Within the UATR-GTransformer, the Mel Patchify Block serves as the front-end, transforming the Mel spectrogram into a sequence of overlap-aware embeddings. These embeddings become input tokens for the GTransformer block, where a Transformer Encoder models patchwise mutual information to generate Mel-graph embeddings. Subsequently, a Graph Neural Network (GNN) captures local patch neighborhood structure, followed by a feed-forward network for feature transformation. This layered approach enables the model to combine convolutional inductive biases with global self-attention and graph-based relational learning, tailored to the unique non-Euclidean, non-stationary characteristics of underwater acoustic data (Feng et al., 12 Dec 2025).

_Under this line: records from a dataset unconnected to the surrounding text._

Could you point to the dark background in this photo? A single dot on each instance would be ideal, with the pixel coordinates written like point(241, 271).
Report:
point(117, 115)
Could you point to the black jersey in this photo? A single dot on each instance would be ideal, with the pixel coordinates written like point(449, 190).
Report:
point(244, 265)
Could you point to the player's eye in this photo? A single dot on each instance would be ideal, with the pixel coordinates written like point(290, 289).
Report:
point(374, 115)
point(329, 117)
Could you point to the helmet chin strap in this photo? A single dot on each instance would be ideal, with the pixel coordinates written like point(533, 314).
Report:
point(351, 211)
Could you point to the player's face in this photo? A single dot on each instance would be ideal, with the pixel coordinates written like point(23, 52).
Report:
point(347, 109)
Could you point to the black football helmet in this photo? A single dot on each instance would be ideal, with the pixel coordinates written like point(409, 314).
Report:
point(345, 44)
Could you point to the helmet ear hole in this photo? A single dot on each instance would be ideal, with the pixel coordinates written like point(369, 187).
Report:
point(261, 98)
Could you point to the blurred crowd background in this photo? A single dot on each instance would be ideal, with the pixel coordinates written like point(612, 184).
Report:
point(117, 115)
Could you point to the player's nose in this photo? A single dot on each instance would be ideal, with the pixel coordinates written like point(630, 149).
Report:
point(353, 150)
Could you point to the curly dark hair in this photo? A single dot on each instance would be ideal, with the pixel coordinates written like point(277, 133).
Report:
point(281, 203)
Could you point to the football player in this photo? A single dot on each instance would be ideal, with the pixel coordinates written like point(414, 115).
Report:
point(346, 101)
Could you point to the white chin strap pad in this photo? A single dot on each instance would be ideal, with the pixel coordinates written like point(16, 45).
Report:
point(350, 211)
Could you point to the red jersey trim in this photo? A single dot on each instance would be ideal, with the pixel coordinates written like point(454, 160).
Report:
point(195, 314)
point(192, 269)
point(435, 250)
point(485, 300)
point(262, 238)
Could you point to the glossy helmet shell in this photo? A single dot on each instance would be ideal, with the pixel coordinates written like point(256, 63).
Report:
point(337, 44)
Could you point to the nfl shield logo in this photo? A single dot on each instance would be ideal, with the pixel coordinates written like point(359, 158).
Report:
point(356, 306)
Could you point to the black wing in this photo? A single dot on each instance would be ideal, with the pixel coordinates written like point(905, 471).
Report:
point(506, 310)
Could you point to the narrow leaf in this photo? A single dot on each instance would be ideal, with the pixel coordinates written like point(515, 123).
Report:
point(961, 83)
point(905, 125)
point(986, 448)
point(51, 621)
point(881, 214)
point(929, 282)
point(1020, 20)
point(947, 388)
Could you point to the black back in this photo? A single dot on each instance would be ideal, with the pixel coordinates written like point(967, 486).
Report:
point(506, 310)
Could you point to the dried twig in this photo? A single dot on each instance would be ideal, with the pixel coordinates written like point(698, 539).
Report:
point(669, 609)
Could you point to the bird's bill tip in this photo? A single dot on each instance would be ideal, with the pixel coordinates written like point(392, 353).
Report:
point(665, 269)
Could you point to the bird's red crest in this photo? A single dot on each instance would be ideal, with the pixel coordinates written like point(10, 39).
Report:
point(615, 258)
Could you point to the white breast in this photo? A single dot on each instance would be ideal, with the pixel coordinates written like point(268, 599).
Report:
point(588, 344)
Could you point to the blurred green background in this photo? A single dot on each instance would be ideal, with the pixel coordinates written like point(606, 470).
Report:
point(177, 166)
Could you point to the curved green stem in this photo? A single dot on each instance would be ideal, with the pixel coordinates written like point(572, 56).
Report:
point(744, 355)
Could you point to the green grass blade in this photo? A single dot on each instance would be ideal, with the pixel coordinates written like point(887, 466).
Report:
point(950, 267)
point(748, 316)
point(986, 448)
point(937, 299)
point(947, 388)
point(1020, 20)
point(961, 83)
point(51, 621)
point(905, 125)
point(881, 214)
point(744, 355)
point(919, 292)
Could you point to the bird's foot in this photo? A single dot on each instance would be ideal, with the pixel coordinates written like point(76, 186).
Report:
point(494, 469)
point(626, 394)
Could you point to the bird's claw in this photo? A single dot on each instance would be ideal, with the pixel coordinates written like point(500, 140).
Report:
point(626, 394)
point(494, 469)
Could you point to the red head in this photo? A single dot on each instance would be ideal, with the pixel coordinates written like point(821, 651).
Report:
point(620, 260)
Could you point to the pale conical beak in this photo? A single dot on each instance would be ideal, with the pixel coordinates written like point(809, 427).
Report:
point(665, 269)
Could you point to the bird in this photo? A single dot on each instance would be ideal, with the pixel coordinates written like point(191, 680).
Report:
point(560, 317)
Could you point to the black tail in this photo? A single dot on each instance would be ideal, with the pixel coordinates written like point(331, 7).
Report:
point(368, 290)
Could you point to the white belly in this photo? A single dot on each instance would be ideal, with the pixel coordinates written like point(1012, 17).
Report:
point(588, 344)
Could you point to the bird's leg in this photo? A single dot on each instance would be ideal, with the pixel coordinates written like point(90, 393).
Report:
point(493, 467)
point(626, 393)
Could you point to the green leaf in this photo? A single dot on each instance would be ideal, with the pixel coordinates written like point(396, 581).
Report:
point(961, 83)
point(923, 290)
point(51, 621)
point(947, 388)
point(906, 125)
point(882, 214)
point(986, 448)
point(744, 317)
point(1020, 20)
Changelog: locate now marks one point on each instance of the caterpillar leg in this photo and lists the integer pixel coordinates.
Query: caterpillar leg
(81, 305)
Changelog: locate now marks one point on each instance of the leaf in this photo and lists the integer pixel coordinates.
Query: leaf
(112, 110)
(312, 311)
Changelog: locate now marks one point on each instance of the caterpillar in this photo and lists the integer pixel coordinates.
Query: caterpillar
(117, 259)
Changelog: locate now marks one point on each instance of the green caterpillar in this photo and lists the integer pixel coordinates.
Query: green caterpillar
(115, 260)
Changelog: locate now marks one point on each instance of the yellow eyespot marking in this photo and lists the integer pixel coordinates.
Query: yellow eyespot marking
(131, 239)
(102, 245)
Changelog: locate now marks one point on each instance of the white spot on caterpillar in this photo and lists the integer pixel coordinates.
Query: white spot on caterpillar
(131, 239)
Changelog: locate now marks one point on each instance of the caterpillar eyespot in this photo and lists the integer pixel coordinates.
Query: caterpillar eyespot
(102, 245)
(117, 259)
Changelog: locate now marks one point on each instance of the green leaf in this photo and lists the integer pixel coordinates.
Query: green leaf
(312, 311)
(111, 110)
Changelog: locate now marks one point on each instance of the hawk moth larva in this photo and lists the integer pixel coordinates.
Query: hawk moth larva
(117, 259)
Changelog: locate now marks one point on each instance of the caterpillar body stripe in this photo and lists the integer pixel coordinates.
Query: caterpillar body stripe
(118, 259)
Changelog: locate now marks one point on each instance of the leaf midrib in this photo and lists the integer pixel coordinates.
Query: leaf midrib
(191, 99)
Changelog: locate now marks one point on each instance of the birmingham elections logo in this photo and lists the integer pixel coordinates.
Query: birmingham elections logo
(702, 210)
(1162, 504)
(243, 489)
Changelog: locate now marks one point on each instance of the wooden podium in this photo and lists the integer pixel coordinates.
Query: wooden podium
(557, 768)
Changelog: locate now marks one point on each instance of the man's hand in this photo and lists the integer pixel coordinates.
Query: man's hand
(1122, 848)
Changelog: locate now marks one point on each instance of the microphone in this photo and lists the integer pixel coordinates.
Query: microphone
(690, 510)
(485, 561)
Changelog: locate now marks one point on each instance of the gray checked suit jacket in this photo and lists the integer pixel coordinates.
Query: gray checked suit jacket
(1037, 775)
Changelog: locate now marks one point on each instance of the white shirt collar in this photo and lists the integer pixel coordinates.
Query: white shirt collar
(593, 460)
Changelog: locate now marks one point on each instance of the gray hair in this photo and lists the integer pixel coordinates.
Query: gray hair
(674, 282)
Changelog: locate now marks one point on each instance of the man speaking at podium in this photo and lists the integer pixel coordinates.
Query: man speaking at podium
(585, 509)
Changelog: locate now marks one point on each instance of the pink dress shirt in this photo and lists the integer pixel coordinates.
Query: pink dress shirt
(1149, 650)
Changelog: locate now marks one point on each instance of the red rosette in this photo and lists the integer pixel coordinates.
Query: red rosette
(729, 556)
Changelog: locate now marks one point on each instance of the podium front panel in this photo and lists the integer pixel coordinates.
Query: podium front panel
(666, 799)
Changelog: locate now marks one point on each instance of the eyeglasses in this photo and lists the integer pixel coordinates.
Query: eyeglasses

6. Advantages in Feature Extraction and Recognition Tasks

The Mel Patchify Block enables several advantages for challenging acoustic tasks:

  • Improved spectral feature continuity: Overlapping, learned patchification preserves the integrity of spectro-temporal features, reducing the risk of fragmentation across patch boundaries.
  • Reduced computational burden: Downsampling compresses the long time–frequency input into a compact token grid, maintaining adequate context while ensuring tractability for self-attention mechanisms.
  • Enhanced inductive bias: Convolutional filters inject prior knowledge about local time–frequency structure, which stabilizes training and improves generalization, especially for non-stationary or non-Gaussian signal classes.

A plausible implication is that analogous patchification strategies may benefit related domains where spectral continuity and local context are vital, such as general-purpose audio event detection or biomedical time–frequency signal analysis.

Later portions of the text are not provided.